1. Love and support.
2. Forgiveness and recognition.
3. New hobbies and interests.
4. Local friends I can hang out with in real life.
6. A better plan and more plans for different areas of my life; personal, professional, etc...
7. A way to talk to and about him that isn't so venonmous and/or hopeless.
9. Appreciation for what's behind me and how far I've come so far.
10. A better reward system.
These are just a few ideas. I would also like to be more active and be able to do more things around the house. I need him to either do these things himself or hire someone else to do them for him. It really bothers me and I don't think it's really good for anyone to live in a house with so many unfinished projects. I think this is bothering him on a level he may not recognize, and if it doesn't, it should.
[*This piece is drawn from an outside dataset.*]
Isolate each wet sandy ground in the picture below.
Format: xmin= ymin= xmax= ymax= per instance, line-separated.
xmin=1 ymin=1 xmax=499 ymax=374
Unfinished projects and business tends to lurk at the back of a mind and create anxiety. Completing tasks, especially old and difficult ones builds self esteem and gives people a sense of accomplishment they may have been lacking before. It's possible to be very responsible and accountable in one area of your life while letting others go. I've struggled with this in the past and still have many areas to work on today, but that's life and today I'm glad that I'm alive and have the friends and family that I do.
P.S. It was very encouraging to see so many daylogs yesterday. Thanks to all who contributed their stories.